CAN YOU APPEAL YOUR SSD CASE TO FEDERAL COURT?

It is possible to appeal a denial from the Appeals Council to Federal Court. However, in order to have access to judicial review under the Social Security Act, the decision of the SSA must be final.

Also, you must file a Complaint in Federal Court within 60 days of the mailing date on the SSA’s final decision in your case. To file a case in Federal Court, you can to do it yourself. Or, you can hire an attorney that is admitted to the Federal Court where you live. We do not recommend filing a Federal Court appeal on your own.

In order for a decision to be final, normally you must exhaust all procedural appeals. This means, in order to appeal your case to Federal Court, you must have gone through the various stages of appeal. For further information about exhaustion of procedural process, please review our blog on Smith v. Berryhill.

In other words, your case must have already been through the initial decision. And, through reconsideration and the hearing stage. You must also timely appeal each denial. Finally, you must also have a final decision from the Appeals Council.

An Appeals Council decision is not final and therefore, not subject to Federal Court review if it affirms an ALJ’s application of res judicata. For example, an ALJ may dismiss a case on the grounds of an untimely appeal.

Subsequently, the Appeals Council can also dismiss the case due to an untimely appeal. When this occurs, the dismissal is not a “final decision.” Because it is not a final decision, a Federal Court cannot normally review a dismissal due to failing to file within the SSA’s time limit.

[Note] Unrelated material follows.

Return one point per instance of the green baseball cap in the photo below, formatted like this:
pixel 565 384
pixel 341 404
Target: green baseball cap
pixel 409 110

SCOPE OF JUDICIAL REVIEW IN FEDERAL COURT

Other than Constitutional issues, in Social Security cases in Federal Court, the scope of judicial review is narrowly confined to two questions:

  • (1) Does substantial evidence support the Commissioner’s decision?
  • (2) Did the Commissioner apply the correct legal standard in making the decision?

First, the Federal Court will determine if the ALJ’s decision is supported by substantial evidence. Substantial evidence is “more than a scintilla.” It is such relevant evidence as a reasonable mind might accept as adequate to support a conclusion. The Federal Court must review the ALJ’s findings to determine if they have a foundation in substantial evidence.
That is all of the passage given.